For me, the good and bad witches of Oz are a terrific example. While there’s no doubt there’s a lot of baggage still when it comes to sexuality and attractiveness, especially how society chooses to portray women, it doesn’t help anything to carry forward the old baggage. To spell it out: There is a real underlying theme that attractiveness equals good while ugliness equals evil. And perhaps that’s not unusual, and as far as I can tell, a near universal idea, but it shouldn’t be.
The three witches of Oz are all attractive in the beginning. But the “good” witch is also the very white, very blonde one. Meanwhile, the other two witches have dark complexions and dark hair. They are certainly very attractive women though, so it isn’t quite the broken moral it becomes. The notion that light complexion equals a more trustworthy person isn’t exactly new. It is, some sociology experiments, innate within us. Yes, even in cultures where everyone is dark, the lighter shade of dark is generally considered more attractive and beautiful. There might be cultural exceptions, but there aren’t many I, as a resident of the Western world, see all that often.
So Glinda is a petite blonde who dresses all in white, and she is unquestionably good while the other two witches are either outright evil OR confused and temperamental. They are also both more obviously sultry than the good witch, which once again suggest that a woman with any overt sexuality is a questionable ally.
At the end of the film, Glinda has been reduced to a sexual trophy (one that isn’t too naughty though), and the other two witches are revealed to be evil for all of Oz to see. You can tell because they are no longer pretty. The trend doesn’t stop at the witches though. All of the wizard’s allies are attractive. The flying monkey is cute. The little China Girl is the embodiment of the delicate little white girl (literally) who has had her entire beautiful delicate village crushed by savage flying baboons but is delivered to happiness by a couple of nice white people. Even the Munchkin and Tinkerer (both at least played by ethnic actors) are still relatively attractive folks, adorable in their own way.
Even the flying monkey is a great example of the assumed virtue of attractiveness. Once we are introduced to a heroic flying monkey, the evil version must be horrific and terrifying flying baboons. In a film that is a prequel to the original film, it is one of the elements changed. No doubt the reason was to make the monkeys more terrifying, but it also creates the impression that if something is cute, it must be harmless and friendly. But ugly creatures are worth fearing.
Now I’m not going to suggest that the filmmakers intended this lesson. I’m only suggesting that by adapting an old story where the wicked witches were ugly and the good witch was beautiful that these accidental morals were difficult, if not impossible, to reinforce.
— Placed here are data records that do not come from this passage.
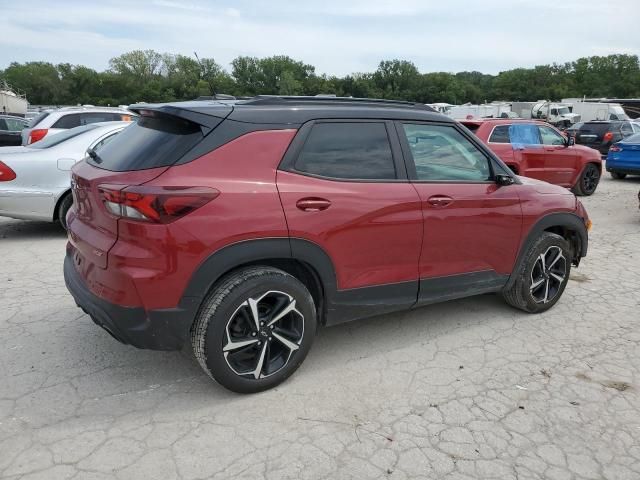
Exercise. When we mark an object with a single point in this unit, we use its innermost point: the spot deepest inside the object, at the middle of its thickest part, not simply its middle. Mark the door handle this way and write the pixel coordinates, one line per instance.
(313, 204)
(440, 200)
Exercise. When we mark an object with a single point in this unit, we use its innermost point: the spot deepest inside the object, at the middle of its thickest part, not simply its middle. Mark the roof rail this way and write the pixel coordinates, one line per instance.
(326, 100)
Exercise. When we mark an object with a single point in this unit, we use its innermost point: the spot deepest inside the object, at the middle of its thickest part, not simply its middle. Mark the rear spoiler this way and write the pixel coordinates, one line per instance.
(208, 117)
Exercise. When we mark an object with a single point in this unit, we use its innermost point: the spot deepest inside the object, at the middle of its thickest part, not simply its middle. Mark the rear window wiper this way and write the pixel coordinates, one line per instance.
(94, 155)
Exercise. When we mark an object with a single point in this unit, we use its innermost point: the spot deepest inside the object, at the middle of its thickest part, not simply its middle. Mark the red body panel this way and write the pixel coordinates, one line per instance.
(478, 230)
(375, 233)
(159, 260)
(371, 231)
(559, 165)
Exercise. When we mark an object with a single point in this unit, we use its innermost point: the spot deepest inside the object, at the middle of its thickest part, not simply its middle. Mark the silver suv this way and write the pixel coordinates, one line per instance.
(51, 122)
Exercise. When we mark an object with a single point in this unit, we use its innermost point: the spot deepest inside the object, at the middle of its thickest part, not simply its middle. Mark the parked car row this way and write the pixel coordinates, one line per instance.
(35, 179)
(535, 149)
(297, 188)
(10, 130)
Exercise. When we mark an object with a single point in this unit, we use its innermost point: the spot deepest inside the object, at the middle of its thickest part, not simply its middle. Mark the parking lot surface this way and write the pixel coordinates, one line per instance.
(461, 390)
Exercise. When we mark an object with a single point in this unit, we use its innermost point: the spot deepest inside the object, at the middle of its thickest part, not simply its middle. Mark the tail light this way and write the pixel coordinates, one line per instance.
(6, 174)
(154, 204)
(37, 134)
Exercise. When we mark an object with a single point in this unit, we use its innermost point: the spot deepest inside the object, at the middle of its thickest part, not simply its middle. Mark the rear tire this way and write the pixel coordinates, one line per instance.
(63, 208)
(254, 329)
(542, 276)
(588, 181)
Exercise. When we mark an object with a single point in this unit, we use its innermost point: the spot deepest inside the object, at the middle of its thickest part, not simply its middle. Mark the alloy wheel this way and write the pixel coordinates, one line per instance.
(263, 334)
(548, 273)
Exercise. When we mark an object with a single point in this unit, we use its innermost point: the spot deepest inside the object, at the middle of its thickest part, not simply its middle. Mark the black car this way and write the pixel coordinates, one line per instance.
(601, 134)
(10, 130)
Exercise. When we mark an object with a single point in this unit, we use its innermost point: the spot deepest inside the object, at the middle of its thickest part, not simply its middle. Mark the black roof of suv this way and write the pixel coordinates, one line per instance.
(296, 110)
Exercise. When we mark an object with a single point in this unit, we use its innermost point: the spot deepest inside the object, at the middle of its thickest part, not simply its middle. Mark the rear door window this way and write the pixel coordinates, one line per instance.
(500, 134)
(53, 140)
(86, 118)
(348, 150)
(150, 142)
(15, 125)
(442, 153)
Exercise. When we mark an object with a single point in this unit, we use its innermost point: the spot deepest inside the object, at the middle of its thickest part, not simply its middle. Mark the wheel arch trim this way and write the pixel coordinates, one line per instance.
(566, 220)
(226, 259)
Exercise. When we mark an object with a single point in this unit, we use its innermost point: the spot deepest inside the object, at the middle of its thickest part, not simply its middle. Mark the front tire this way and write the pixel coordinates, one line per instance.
(588, 181)
(254, 329)
(542, 276)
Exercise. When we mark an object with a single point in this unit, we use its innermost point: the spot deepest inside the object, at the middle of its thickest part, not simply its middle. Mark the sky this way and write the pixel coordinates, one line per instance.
(338, 37)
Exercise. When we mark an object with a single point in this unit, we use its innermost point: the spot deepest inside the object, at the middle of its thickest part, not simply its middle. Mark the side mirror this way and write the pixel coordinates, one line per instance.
(504, 180)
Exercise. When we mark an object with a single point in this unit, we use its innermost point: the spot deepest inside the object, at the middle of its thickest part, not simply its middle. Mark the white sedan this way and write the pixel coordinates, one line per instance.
(35, 180)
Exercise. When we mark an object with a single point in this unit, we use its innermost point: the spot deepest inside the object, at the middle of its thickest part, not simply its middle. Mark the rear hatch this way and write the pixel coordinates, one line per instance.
(160, 137)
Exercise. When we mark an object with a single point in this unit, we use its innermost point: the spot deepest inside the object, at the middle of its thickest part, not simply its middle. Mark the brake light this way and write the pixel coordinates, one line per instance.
(154, 204)
(37, 134)
(6, 174)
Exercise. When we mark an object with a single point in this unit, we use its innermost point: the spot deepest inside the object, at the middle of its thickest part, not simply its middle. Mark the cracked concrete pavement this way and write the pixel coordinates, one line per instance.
(461, 390)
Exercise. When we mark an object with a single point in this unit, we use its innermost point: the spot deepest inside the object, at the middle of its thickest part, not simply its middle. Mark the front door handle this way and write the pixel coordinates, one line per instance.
(313, 204)
(440, 200)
And what was once invisible to an older audience isn’t (or shouldn’t be) quite as invisible to a modern one.
Ultimately, Oz succeeds in only being a shadow of an original, saddled with all the baggage while unable to surprise or amaze by its very nature. There is nothing surprising about this Oz. It’s just that familiar old place with a new coat of paint slapped on it. It isn’t necessary, and it doesn’t accomplish much.
But, hey, at least the ugly people get banished.